WEST SACRAMENTO, Calif. — A woman in West Sacramento is on a mission to make housing more affordable for herself and pave the way for others to do the same through a "Movable Tiny Home Policy".
33-year-old West Sacramento resident Robyn Davis has lived in her tiny home on wheels made out of a shipping container for the last five years and for the last two years on an undeveloped residential piece of land she owns in West Sacramento.
Davis has spent the last two years at city council meetings advocating for movable tiny home legislation in the fight for a solution to affordable housing.
“I had lived in what I call my big home, my 1,200 square foot home, and it was way too big," said Davis. "I had watched HGTV, one of those shows tiny home shows, and I'm like, ‘Yeah, I can do that!’”
However, despite being on her own property, Davis says she is technically living illegally and faces tens of thousands of dollars in impact fees due to not meeting the city's current zoning and code standards.
This includes the cost of hooking up her home to city water, sewer and electricity. She currently uses a compost toilet and solar panels.
“I’m aware that I’m living illegally," said Davis. "But your standards are out-of-reach and unaffordable – not just for me but the majority of the population.”
Davis has been appealing to city council for over two years now, ever since moving her tiny home to this property. She also created an online petition and has shared her story in local groups on social media to gain community support.
“I’ve been denied a temporary use permit, denied off-grid options, denied affordability and threatened with notices to abate," said Davis. "While this entire state has a severe housing shortage, lacking of shelters and thousands on our streets living in whatever they can to survive.”
The issue Davis faces is that the city has rules for mobile homes and RVs but none specific to her situation with her tiny home on wheels.
“I don't really fit into any category right now," said Davis. “If you buy a tiny home and the impact fees – all the fees and the site plans – if all that's more than your home, not a lot of people are going to be motivated to do that."
The city has rules for accessory dwelling units – or ADUs – which is a second home on a property with an existing primary residence. But Davis' tiny home is the only thing on her property.
The Sacramento-based company that built Davis' shipping container, TAYNR, is owned by James Roberts, who is now moving away from tiny home production and into design and consultation for people looking to build tiny homes.
"The demand (for tiny homes) is absolutely there," said Roberts. "I mean, unfortunately, extreme misfortune of the fires, and now we have flooding, people are displaced and so there's the desperation that sets in."
Roberts is helping Davis work with the city to adapt her home as needed, trying to find a middle ground so she can live here legally.
“We designed her home to live in full time,” said Roberts. "The part we're trying to figure out now is, how do we make this round peg (and) square hole work?"

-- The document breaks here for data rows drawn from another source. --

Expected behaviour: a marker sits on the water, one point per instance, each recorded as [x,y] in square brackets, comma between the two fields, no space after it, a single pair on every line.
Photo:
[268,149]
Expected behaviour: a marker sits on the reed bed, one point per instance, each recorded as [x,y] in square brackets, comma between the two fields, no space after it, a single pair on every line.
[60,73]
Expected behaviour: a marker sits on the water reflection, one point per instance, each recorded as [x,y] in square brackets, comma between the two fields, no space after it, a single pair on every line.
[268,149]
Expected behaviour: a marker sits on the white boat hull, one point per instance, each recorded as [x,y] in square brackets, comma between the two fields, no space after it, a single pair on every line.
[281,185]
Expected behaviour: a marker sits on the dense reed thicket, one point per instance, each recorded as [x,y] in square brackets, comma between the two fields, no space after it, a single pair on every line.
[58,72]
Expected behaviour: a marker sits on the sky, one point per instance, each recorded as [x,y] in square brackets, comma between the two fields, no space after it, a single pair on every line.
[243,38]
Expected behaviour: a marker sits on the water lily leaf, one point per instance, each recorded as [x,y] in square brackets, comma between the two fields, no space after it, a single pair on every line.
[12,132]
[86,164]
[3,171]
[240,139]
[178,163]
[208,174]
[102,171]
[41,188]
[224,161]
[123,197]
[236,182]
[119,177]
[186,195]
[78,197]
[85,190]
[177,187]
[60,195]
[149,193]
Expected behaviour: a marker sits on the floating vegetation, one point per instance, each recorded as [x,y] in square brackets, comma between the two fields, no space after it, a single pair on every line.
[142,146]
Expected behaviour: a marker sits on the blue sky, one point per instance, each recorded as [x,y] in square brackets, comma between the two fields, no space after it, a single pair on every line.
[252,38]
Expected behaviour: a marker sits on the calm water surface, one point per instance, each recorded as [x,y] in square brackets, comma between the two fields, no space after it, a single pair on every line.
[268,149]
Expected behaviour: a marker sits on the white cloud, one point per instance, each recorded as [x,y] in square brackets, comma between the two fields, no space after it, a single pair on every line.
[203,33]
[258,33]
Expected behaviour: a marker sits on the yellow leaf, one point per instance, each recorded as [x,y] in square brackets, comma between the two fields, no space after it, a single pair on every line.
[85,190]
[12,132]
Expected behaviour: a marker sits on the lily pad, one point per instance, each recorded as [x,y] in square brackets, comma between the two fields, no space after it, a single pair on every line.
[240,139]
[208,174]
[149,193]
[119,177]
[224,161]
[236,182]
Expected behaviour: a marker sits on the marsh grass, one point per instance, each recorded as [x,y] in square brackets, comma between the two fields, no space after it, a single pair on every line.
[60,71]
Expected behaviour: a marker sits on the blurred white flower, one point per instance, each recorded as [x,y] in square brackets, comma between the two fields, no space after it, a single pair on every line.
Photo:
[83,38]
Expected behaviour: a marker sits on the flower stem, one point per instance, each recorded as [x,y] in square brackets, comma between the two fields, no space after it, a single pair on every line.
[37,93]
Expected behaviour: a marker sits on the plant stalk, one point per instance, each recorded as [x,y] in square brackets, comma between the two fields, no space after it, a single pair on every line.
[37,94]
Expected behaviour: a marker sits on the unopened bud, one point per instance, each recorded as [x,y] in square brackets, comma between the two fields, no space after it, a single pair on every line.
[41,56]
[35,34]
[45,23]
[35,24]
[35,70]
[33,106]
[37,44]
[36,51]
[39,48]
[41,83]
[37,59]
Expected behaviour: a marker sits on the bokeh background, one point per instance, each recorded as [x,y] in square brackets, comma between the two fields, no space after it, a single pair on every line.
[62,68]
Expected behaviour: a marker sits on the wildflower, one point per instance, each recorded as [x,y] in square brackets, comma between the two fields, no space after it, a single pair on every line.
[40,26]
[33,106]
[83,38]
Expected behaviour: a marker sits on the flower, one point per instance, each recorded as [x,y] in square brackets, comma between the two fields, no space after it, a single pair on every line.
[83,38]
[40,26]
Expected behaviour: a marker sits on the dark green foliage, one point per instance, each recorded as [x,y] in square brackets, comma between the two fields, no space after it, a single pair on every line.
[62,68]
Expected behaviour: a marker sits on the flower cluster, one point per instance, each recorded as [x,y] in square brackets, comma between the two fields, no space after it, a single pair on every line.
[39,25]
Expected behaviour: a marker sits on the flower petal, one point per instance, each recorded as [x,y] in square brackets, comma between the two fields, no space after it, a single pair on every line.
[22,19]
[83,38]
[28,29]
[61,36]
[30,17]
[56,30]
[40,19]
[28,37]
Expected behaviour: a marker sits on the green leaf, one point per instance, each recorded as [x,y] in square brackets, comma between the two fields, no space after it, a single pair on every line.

Roberts said he's hopeful a brand-new ordinance that just went into effect earlier this month in Santa Cruz County will help Davis' case in West Sacramento. It allows for the kinds of tiny homes on wheels that Robyn has as a primary residence.
A handful of California cities and counties have policies that are generally tiny home-friendly. But specifically, Davis would like to see more local governments allow tiny homes on wheels a primary residence.
“When she started talking about the small homes, I was very intrigued with her proposal," said West Sacramento City Councilmember Norma Alcala.
Alcala says she wants to see the city become more tiny home-friendly for a variety of reasons.
“Homelessness is chronic here in California, and you can't just put a Band-Aid on it," said Alcala. "We have programs within the city that are very good; they help assist homeless folks, but it doesn't take care of the problem - and tiny homes would.”
She also cites the environmental friendliness of tiny homes.
“They use a lot less material to build, a lot less energy to run,” said Alcala
Additionally, she says they have potential appeal to a wide swath of people.
“Not everyone wants a 30-year mortgage or a huge mega house," said Alcala. "We have to talk about the options that there are for different and alternative lifestyles."
Alcala says she plans on advocating for City Council to make tiny homes a priority this year.
“West Sacramento has always said they're innovative, so I think what we should do is afford that option to people who own small homes,” said Alcala. “I intend on speaking in favor of small housing, finding out how ordinances can be changed, you know, nothing's set in concrete.”
ABC10 reached out to the City Manager’s Office as well as the West Sacramento Mayor. Both declined to comment.
As some might suggest, relocating could be an easier option. However Davis plans to stay and fight for the option for movable tiny homes in the city she chose for a reason.
“I really love this property, I really love this city, and the council has been responsive,” said Davis. “I think they're more open minded now, honestly, than they were in 2020.”